20 The psalmist David asked: “O Jehovah, who may be a guest in your tent?” (Ps. 15:1) He followed that question with a discussion of spiritual qualities that God looks for in his guests. One quality is being true to our word: “He does not go back on his promise, even when it is bad for him.” (Ps. 15:4) If we accept an invitation, we should not cancel frivolously. Our host may well have made preparations, and all his effort may be for nothing if we cancel. (Matt. 5:37) Some have at times canceled a previous invitation in order to accept a seemingly better one. Would that be loving and respectful? Rather, we should accept hospitality with genuine appreciation for whatever our hosts have to offer. (Luke 10:7) And if truly unavoidable circumstances force us to cancel, it would be loving and considerate to let our hosts know as soon as possible.
21. How can respecting local customs contribute to our being good guests?

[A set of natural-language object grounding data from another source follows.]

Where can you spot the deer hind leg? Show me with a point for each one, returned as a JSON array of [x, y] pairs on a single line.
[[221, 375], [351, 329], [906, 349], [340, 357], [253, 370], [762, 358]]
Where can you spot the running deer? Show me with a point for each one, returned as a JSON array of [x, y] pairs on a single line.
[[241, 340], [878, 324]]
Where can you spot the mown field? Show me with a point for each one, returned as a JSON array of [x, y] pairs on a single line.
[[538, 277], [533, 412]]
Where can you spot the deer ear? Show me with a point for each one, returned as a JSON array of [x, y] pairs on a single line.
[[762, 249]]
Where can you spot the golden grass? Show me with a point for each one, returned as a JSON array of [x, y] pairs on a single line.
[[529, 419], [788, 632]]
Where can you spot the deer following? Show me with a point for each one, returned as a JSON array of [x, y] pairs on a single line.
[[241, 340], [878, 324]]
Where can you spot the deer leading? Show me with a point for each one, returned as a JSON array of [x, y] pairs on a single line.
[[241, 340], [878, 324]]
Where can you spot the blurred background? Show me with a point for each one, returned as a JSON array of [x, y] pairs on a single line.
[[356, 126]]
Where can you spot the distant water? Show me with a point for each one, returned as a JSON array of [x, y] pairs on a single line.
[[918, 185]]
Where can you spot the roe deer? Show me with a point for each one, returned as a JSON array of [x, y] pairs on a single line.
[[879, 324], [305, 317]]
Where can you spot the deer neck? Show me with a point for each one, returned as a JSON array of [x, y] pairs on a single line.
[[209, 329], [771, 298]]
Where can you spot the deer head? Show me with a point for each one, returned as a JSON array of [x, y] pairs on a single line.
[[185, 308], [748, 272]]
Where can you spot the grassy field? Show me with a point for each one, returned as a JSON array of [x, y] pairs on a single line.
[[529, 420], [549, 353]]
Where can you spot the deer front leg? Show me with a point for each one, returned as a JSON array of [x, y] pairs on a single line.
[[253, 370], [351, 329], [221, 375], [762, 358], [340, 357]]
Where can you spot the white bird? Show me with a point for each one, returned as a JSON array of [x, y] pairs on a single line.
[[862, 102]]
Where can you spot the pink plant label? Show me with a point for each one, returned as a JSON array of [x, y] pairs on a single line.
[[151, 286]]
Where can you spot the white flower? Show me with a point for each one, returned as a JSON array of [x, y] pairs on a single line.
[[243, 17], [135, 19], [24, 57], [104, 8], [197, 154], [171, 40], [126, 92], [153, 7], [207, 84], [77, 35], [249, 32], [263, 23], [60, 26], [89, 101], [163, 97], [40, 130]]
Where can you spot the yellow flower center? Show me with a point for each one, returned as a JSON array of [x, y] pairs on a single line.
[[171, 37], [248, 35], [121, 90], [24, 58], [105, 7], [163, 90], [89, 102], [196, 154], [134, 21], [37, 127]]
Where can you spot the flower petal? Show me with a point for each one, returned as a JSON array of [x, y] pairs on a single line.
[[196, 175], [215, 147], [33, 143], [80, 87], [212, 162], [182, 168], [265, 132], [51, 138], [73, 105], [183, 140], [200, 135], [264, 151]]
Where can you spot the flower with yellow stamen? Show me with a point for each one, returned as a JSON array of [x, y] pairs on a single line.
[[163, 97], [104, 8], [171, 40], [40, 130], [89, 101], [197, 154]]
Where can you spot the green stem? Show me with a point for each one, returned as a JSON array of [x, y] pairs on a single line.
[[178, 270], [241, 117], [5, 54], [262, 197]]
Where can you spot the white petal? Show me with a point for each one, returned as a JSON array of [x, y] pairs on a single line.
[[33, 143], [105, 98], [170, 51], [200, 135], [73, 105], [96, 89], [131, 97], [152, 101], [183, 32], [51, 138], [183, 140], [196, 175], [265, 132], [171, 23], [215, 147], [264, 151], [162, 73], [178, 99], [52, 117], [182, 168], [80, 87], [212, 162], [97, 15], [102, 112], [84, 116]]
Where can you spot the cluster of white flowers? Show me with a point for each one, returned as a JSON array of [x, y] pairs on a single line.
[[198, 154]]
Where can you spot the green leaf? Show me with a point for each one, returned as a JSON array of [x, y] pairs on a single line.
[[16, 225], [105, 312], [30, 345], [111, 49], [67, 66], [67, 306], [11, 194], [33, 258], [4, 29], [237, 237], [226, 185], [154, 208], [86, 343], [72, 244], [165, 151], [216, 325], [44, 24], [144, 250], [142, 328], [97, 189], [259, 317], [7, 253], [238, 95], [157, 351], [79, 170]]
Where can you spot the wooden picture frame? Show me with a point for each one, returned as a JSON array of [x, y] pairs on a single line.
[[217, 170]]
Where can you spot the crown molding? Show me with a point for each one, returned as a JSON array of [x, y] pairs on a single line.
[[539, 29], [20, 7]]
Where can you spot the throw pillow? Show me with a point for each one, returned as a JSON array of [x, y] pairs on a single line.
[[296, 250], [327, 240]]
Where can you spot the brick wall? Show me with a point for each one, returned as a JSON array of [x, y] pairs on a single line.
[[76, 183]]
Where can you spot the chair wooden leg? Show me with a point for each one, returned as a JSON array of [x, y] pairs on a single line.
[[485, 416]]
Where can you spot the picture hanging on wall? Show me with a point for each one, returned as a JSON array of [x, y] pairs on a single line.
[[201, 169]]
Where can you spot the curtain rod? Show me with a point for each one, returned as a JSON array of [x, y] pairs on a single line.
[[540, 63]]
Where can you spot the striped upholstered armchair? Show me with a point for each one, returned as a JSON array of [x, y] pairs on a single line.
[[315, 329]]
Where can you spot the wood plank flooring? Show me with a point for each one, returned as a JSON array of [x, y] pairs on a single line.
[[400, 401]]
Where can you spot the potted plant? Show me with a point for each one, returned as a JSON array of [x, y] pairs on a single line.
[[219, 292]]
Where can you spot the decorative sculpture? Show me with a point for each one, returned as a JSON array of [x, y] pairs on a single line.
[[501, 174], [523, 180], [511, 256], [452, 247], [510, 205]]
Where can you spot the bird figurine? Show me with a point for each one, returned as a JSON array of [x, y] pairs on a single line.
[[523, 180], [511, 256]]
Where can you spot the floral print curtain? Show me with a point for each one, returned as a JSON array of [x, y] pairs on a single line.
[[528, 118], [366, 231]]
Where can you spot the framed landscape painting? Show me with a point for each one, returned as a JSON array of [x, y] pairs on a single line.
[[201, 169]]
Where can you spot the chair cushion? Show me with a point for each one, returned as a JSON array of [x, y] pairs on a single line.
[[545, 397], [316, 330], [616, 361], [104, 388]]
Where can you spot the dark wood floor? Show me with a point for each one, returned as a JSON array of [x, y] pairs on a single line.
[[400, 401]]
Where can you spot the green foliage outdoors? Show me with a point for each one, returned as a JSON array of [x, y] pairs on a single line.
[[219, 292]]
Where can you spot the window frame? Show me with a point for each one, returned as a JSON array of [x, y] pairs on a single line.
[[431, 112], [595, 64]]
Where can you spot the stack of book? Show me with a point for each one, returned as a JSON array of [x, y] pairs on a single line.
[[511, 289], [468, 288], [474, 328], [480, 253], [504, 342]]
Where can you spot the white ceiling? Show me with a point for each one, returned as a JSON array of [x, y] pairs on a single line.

21 It is also important to respect local customs. In some cultures, unexpected guests are welcome; in others, prior arrangements are preferred. In some places, hosts honor guests with the finest they have to offer, letting family take second place; in others, everyone shares alike. In some areas, guests normally bring something to contribute to the occasion; in others, hosts are happier when their guests feel no such obligation. And in some cultures, it is expected that guests politely decline the first invitation or two; in others, to decline comes across as unappreciative. Let us do our utmost to make our hosts happy that they invited us.
22. Why is it so important to “be hospitable to one another”?
22 In a broader sense than ever, “the end of all things has drawn close.” (1 Pet. 4:7) We face the greatest tribulation the world has ever seen. As pressures mount, we will need the deepest of love between us and our brothers and sisters. As never before, Peter’s counsel to Christians applies: “Be hospitable to one another,” a delightful and needed course that will have no end.—1 Pet. 4:9.